Today in the United States, more than 20 percent of professionally managed money is invested in SRI strategies. In recent years, this charge has been driven largely by members of the millennial generation, which has been quick to identify long-overlooked issues that are beginning to have a direct effect on their own lives and careers.

A new survey revealed that nearly 50 percent of recent graduates from the Wharton School of Business who went on to start their own businesses have implemented various forms of social benefit as part of their business model.

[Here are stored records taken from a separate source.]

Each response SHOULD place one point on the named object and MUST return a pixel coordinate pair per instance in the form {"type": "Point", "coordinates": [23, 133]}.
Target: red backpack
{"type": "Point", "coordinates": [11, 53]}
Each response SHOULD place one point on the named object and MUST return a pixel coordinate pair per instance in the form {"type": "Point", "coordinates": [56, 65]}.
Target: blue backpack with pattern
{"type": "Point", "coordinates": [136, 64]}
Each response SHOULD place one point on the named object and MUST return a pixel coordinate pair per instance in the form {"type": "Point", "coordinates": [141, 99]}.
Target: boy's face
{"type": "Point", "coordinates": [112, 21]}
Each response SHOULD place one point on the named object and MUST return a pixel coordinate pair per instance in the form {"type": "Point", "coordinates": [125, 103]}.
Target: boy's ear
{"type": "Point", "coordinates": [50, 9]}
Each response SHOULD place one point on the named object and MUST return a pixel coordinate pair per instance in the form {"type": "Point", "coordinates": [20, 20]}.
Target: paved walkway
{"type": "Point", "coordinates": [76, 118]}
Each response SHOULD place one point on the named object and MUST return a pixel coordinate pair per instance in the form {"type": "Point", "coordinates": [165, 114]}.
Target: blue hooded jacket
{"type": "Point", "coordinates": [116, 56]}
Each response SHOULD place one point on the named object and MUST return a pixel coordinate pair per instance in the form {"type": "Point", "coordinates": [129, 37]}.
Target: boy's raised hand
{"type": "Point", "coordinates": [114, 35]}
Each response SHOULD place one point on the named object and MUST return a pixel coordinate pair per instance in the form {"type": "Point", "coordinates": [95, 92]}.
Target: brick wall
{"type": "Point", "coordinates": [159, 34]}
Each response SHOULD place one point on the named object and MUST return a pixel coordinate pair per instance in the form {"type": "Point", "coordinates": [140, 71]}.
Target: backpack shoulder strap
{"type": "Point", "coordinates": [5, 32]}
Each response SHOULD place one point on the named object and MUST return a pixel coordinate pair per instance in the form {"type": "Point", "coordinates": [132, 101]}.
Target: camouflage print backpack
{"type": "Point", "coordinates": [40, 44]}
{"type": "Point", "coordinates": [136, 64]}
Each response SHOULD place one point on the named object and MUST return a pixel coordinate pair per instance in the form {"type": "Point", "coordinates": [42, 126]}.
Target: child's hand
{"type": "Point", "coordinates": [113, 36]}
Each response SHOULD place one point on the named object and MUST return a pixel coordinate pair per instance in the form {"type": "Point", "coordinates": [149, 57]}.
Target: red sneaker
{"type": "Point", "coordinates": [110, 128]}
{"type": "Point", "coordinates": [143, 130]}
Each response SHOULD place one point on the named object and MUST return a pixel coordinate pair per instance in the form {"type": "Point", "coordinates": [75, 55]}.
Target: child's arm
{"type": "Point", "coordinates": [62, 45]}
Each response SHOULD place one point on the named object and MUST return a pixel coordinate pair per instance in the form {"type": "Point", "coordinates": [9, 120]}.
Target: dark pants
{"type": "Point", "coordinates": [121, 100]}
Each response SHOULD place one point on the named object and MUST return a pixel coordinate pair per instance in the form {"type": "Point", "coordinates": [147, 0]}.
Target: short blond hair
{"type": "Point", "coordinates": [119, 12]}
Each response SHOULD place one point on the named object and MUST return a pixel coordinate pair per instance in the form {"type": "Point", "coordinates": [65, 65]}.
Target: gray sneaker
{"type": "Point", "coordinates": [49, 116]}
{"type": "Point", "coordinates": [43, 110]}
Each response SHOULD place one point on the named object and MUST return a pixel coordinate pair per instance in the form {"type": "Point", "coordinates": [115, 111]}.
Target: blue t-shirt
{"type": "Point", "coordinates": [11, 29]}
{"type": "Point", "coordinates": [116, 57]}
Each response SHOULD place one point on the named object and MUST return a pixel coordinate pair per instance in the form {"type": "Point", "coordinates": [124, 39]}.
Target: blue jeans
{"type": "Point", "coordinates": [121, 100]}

Socially Responsible Yardstick

To identify socially responsible companies, the industry has developed guidelines for various Environmental, Social and Governance (ESG) Criteria. For example, if an investor is focused on environmental concerns, he would review a company’s policies for energy use, waste, pollution, natural resource conservation and animal treatment. It is also prudent to evaluate how various environmental risks could impact the company’s revenues and explore the strategies the company uses to mitigate those risks.

For an investor with more societal concerns, it is important to investigate the business relationships of each prospective company. For example, what types of companies comprise its supply chain, and do those companies possess the same values? Find out if the company donates any of its profits to certain causes or the local community, and does it encourage employees to engage in volunteer work? Also investigate whether or not the company itself values its employee’s health and well-being with regard to workplace conditions, health insurance and other benefits, and competitive wages. Does it make a special effort to hire less-attractive job candidates, such as ex-convicts, people with disabilities or immigrants? And finally, the marketing of the product or service it provides may offer societal benefits. For example, perhaps it is priced for low-income accessibility.

Governance is relatively easy to gauge because it will be evident if the company practices transparency and accessibility with regard to accounting methodologies. Inquire as to what types of issues common stockholders are permitted to vote on, and research members of the board of directors to see if any have potential conflicts of interest. And finally, find out if the company uses political contributions to lobby for favorable treatment.

SRI Vehicles

The sustainable and responsible investment approach spans a variety of products and asset classes, including stocks, fixed income, private equity, venture capital and real estate. Fortunately, for investors who want to be socially responsible but do not want to have to conduct due diligence on every investment, there are SRI mutual funds that do the work for them. Presently, there are more than 200 SRI funds available to investors. To learn more about investment options, check out the Forum for Sustainable and Responsible Investment (ussif.org).

Performance

Another advantage to socially responsible investing is that performance is not generally sacrificed to meet SRI goals. Over the past one-year, three-year, five-year and 10-year timeframes, the KLD 400 Social Index has kept pace with the MSCI USA Investable Market Index. Over the past 10 years, research has shown no negative correlation between a company adopting a socially responsible management approach and its stock performance.

With no notable difference in performance emanating from SRI standards, it is easy to imagine these companies will attract more investors moving forward. We could even reach a point where not adapting a socially responsible corporate strategy could actually become a deterrent for investors. But for now, SRI is enjoying a healthy growth rate with a more than 33 percent increase from 2014 to 2016.